Sophie frunció el ceño.
—Es curioso, porque mi abuelo siempre me dijo que la rosa significaba secreto. Cuando recibía alguna llamada confidencial en su despacho y no quería que lo molestara, colgaba una rosa de la puerta. Y a mí me animaba a que hiciera lo mismo.
(«Tesoro —le decía su abuelo—, en vez de cerrar la puerta para que el otro no pueda entrar, colguemos una rosa —la fleur des secrets— en la puerta cuando necesitemos un espacio de intimidad. Así aprenderemos a respetarnos y a confiar el uno en el otro. Colgar una rosa es una antigua costumbre romana»).
—Sub rosa —comentó Langdon—. Los romanos colgaban una rosa durante sus reuniones para indicar que iban a tocarse temas confidenciales. Así, los asistentes sabían que todo lo que se dijera bajo la rosa —o sub rosa—, debía mantenerse en secreto.
Langdon le explicó brevemente que esa connotación de secretismo que tenía la rosa no era el único motivo por el que el Priorato la usaba como símbolo del Grial. La rosa rugosa, una de sus especies más antiguas, tenía cinco pétalos y una simetría pentagonal, igual que la estrella de Venus, lo que la vinculaba estrechamente con lo femenino. Además, la rosa también está relacionada con el concepto de «dirección verdadera» y de búsqueda del propio camino. La Rosa Náutica ayudaba a los navegantes a orientarse, así como las líneas longitudinales de los mapas. Por eso, la rosa era un símbolo que representaba al Grial en muchos niveles —secretismo, feminidad, guía—, el cáliz femenino y la estrella que servía de guía para alcanzar la verdad secreta.

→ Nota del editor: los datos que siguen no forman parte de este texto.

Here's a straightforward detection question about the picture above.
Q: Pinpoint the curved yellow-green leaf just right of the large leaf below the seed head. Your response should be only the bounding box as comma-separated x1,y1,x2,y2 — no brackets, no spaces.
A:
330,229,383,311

Al terminar su explicación, el rostro de Langdon pareció tensarse de pronto.
—Robert, ¿estás bien?
Clavó la vista en la caja de palisandro.
—Sub… rosa —soltó al fin con una mezcla de temor y duda—. No puede ser…
—¿Qué?
Alzó lentamente la mirada.
—Bajo el signo de la rosa —susurró—. Este criptex… creo que sé qué es.